Dingell … thinks Democrats should first put Republicans on the spot opposing the bill, then move ahead without them.
“They can go to conference,” Dingell told me in an interview this afternoon. “Bring the Republicans in. They’ve been whining about the need to have transparency, let them get up there and say that they oppose this bill before the people.”
Once that exercise is over, though, Dingell says Democrats should bare (sic) down and pass the Senate bill. “I don’t foreclose the utilization of the adoption of the Senate bill, accompanied by an agreed to piece of legislation to be embodied in the reconciliation package,” Dingell says. “And just tell the Republicans that you have a chance to co-operate with us, and if you don’t we’ll be proceeding.
He also told Brian Beutler, “There is only a limited amount of time to address this.”
On the other hand, there’s Sen. Chris Dodd (D-Conn.), who suggested today that Congress just delay the consideration of health care altogether for up to six weeks.
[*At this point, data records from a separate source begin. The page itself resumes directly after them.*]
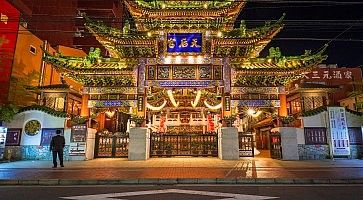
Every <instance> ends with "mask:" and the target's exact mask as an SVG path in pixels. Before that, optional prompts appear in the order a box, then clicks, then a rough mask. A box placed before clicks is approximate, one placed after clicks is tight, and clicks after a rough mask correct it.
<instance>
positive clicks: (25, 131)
mask: <svg viewBox="0 0 363 200" xmlns="http://www.w3.org/2000/svg"><path fill="white" fill-rule="evenodd" d="M40 128H41V125H40V122H39V121H38V120H30V121H28V122H27V123H26V124H25V127H24V129H25V130H24V131H25V133H26V134H27V135H30V136H34V135H36V134H38V133H39V131H40Z"/></svg>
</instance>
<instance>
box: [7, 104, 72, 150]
mask: <svg viewBox="0 0 363 200" xmlns="http://www.w3.org/2000/svg"><path fill="white" fill-rule="evenodd" d="M65 119H66V118H62V117H55V116H53V115H49V114H47V113H44V112H42V111H38V110H30V111H25V112H22V113H19V114H17V115H15V117H14V119H13V121H11V122H10V123H7V124H6V127H7V128H21V129H22V134H21V142H20V145H40V141H41V136H42V134H41V131H40V132H39V133H38V134H36V135H34V136H29V135H27V134H25V132H24V127H25V124H26V123H27V122H28V121H30V120H38V121H39V122H40V125H41V128H64V124H65ZM70 135H71V129H64V136H65V139H66V144H69V141H70Z"/></svg>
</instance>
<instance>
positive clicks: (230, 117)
mask: <svg viewBox="0 0 363 200" xmlns="http://www.w3.org/2000/svg"><path fill="white" fill-rule="evenodd" d="M236 118H237V117H236V115H230V116H225V117H223V119H222V122H223V123H224V126H225V127H232V124H233V122H234V121H236Z"/></svg>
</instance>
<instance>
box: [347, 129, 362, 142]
mask: <svg viewBox="0 0 363 200" xmlns="http://www.w3.org/2000/svg"><path fill="white" fill-rule="evenodd" d="M348 134H349V143H350V144H363V136H362V129H361V128H360V127H349V128H348Z"/></svg>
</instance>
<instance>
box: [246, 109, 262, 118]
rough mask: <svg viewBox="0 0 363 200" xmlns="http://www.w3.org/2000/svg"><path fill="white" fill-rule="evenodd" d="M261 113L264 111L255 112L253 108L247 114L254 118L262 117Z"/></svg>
mask: <svg viewBox="0 0 363 200" xmlns="http://www.w3.org/2000/svg"><path fill="white" fill-rule="evenodd" d="M261 113H262V111H255V110H253V109H251V108H250V109H248V110H247V114H248V115H250V116H252V117H258V116H259V115H261Z"/></svg>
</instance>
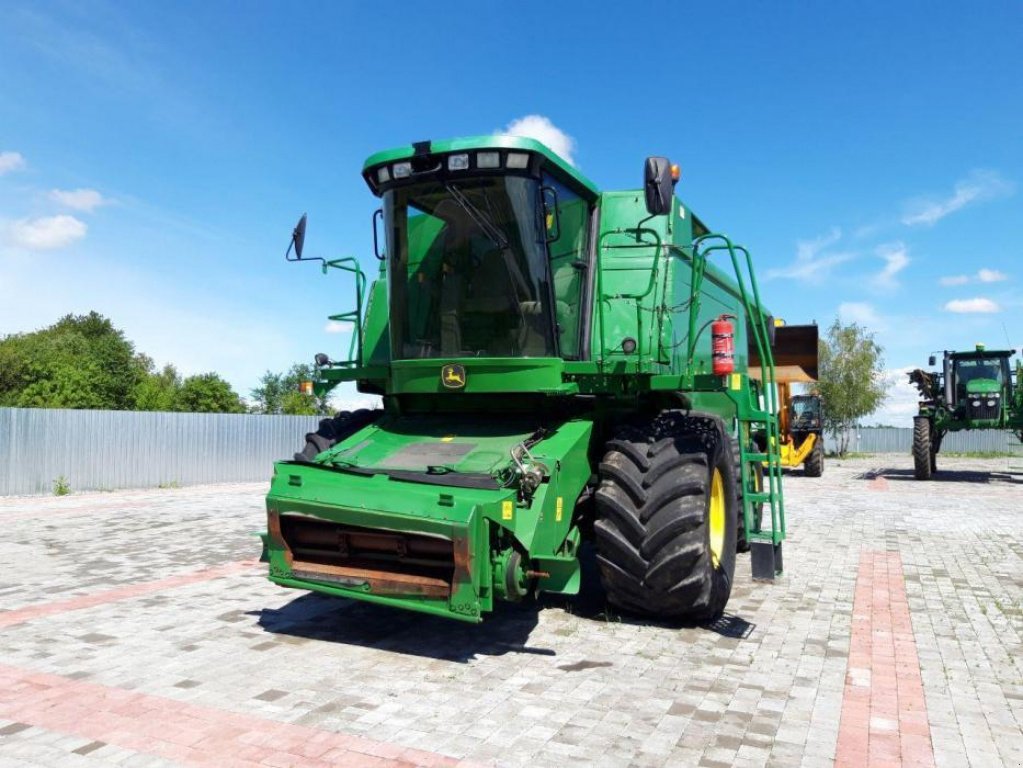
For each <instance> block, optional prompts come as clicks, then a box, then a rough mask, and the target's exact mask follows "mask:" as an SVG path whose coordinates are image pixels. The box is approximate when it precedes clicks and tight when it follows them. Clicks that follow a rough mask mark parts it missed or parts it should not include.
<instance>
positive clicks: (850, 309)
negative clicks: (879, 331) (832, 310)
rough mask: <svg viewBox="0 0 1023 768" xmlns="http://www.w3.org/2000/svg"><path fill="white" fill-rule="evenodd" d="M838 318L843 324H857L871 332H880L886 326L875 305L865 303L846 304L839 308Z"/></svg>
mask: <svg viewBox="0 0 1023 768" xmlns="http://www.w3.org/2000/svg"><path fill="white" fill-rule="evenodd" d="M838 316H839V319H841V320H842V322H843V323H856V324H857V325H862V326H863V327H864V328H868V329H869V330H879V329H881V328H883V327H884V326H885V321H884V319H883V318H882V317H881V315H879V314H878V311H877V310H876V309H875V308H874V305H871V304H866V303H864V302H844V303H843V304H840V305H839V307H838Z"/></svg>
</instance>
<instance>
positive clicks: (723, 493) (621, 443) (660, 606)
mask: <svg viewBox="0 0 1023 768" xmlns="http://www.w3.org/2000/svg"><path fill="white" fill-rule="evenodd" d="M697 420H699V421H701V422H707V421H709V420H708V419H686V418H685V417H684V416H683V415H682V414H680V413H678V412H674V411H668V412H666V413H663V414H661V415H660V416H658V417H657V418H656V419H655V420H654V422H653V423H652V424H651V425H650V426H649V427H646V428H636V427H629V428H627V430H625V431H623V432H622V433H621V434H620V435H619V436H618V437H617V438H616V439H615V440H612V441H611V442H610V443H609V444H608V452H607V454H606V455H605V457H604V461H602V462H601V467H599V475H601V485H599V487H598V488H597V490H596V493H595V504H596V522H595V523H594V526H593V530H594V534H595V539H596V551H597V563H598V564H599V568H601V576H602V581H603V583H604V588H605V591H606V592H607V595H608V601H609V602H610V603H611V604H612V605H614V606H616V607H618V608H620V609H622V611H626V612H629V613H633V614H639V615H642V616H649V617H654V618H657V619H686V620H690V621H696V622H704V621H713V620H715V619H717V618H718V617H720V616H721V614H722V613H723V612H724V606H725V604H726V603H727V601H728V596H729V595H730V594H731V584H732V578H733V576H735V569H736V545H737V524H738V505H737V494H736V477H735V462H733V459H732V456H731V451H730V450H729V446H728V444H727V442H725V441H722V440H721V438H720V436H719V434H718V433H717V431H716V430H710V431H707V430H701V431H700V432H701V433H702V434H700V435H694V434H693V432H688V431H682V430H684V428H685V426H684V424H685V422H686V421H697ZM680 426H681V430H679V427H680Z"/></svg>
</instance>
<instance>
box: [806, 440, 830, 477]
mask: <svg viewBox="0 0 1023 768" xmlns="http://www.w3.org/2000/svg"><path fill="white" fill-rule="evenodd" d="M803 473H804V475H805V476H806V477H807V478H819V477H820V476H821V475H824V473H825V442H824V440H821V437H820V436H819V435H817V437H816V439H815V440H814V441H813V448H811V449H810V455H809V456H807V457H806V460H805V461H804V462H803Z"/></svg>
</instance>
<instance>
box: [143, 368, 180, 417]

I suspect Dodd means well — he’s helped get reform this far — but that’s a recipe for failure. The bill isn’t going to improve over the next month and a half. Giving more opponents more time to attack, extending a debate no one wants to hear anymore, is a dreadfully bad idea.
Update: Bill Galston tends to oppose ambitious progressive activism in nearly every instance, and has never been especially supportive of the reform initiative itself, but even he thinks the House needs to step up and pass the Senate bill quickly.